Twenty-one men and twenty-two women are entered in the individual events in Osaka, making a total of forty-three. Assuming that two of our relay teams will reach their finals this means that 28% of our individuals must reach their respective finals if the target is to be achieved.

In selection the emphasis on the relays is very heavy. Marlon Devonish is only selected for the 100 metres and is seemingly omitted from the 200m in order to be completely fresh for the relay - it makes one recall Maurice Greene running ten races in Seville in 1999, winning three gold medals. Christine Ohuruogu travels to Japan not to be an individual contender but simply because she will add strength to the women’s 4 x 400 squad. Mark Lewis Francis (ranked fifth in the UK) is preferred at 100m to the European U23 and World Student Games champion, Simeon Williamson (ranked second) surely solely on the fact that he is an experienced relay runner. Lewis Francis has consistently failed to confirm his early promise, hailed at the turn of the century by all and sundry as a future world champion. He has never reached a global final and if there was any justice he would be travelling solely for the relay. This expensive over-emphasis on our relay teams indicates some desperation on the part of the federation and, of course, it is fraught with danger.

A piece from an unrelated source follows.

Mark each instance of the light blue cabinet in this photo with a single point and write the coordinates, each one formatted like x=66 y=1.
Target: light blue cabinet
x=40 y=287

But setting our sights on finalists brings difficulties. Declining UK standards allied with increasingly tough IAAF qualification standards means that the number of events in which British athletes can compete is shrinking. Only one thrower is travelling to Osaka and overall we are not represented in ten of sixteen field events. Indeed we are not represented in 15 of the overall 43 championship events, almost a third of the total and in 14 others we have only one competitor. There is a diminishing return here: fewer athletes in fewer events means less finalists.

So what criteria would show an indication of success? The answer is that if we had 14 athletes achieving personal best performances in Osaka if would be a sign of the birth of a renaissance. But would it be an indicator that is acceptable to our over-bureaucratic sports councils? I think not.

An Endangered Species

It came as something of a shock to hear the PA announcer tell his occasionally listening audience at the recent Premier/Div 1 BAL meeting at Barnet that certain events would not start unless some volunteer officials came forward. It was something one frequently heard at meetings of a less prestigious calibre but hearing it at Copthall stadium made one realise a salient fact: athletics officials are an endangered species.

I’ve been to numerous meetings of all standards around the country and I could not help but notice that our officials, who carry out such a vital, and more often than not unappreciated, task, are steadily getting much older. Many years ago some ass proposed that there should be a retiring age for officials, I think around 60 was the cut off point. If such a proposal had gained favour the sport, by now, would have ground to a halt.

This begs the question: who is in charge of officials? Who is responsible for recruitment? Who is in charge of their welfare? There is a scheme afoot to recruit young men and women to become officials for 2012. Indeed professional, one-year contracts have been handed out for this very purpose.

The stark fact is that we cannot wait till 2012 because the problem is immediate; the sport is not even being reactive to the problem. Who should, in fact, be taking responsibility for the recruitment of officials? UK Athletics? England? The new regions? Or those former organisations existing in a sort of limbo, AAA of England and its former territories? Somebody somewhere needs urgently to take a lead.

Buckner’s report on a new competition structure is soon to see the light of day. No matter how dynamic and forward looking it is it will not function without qualified officials.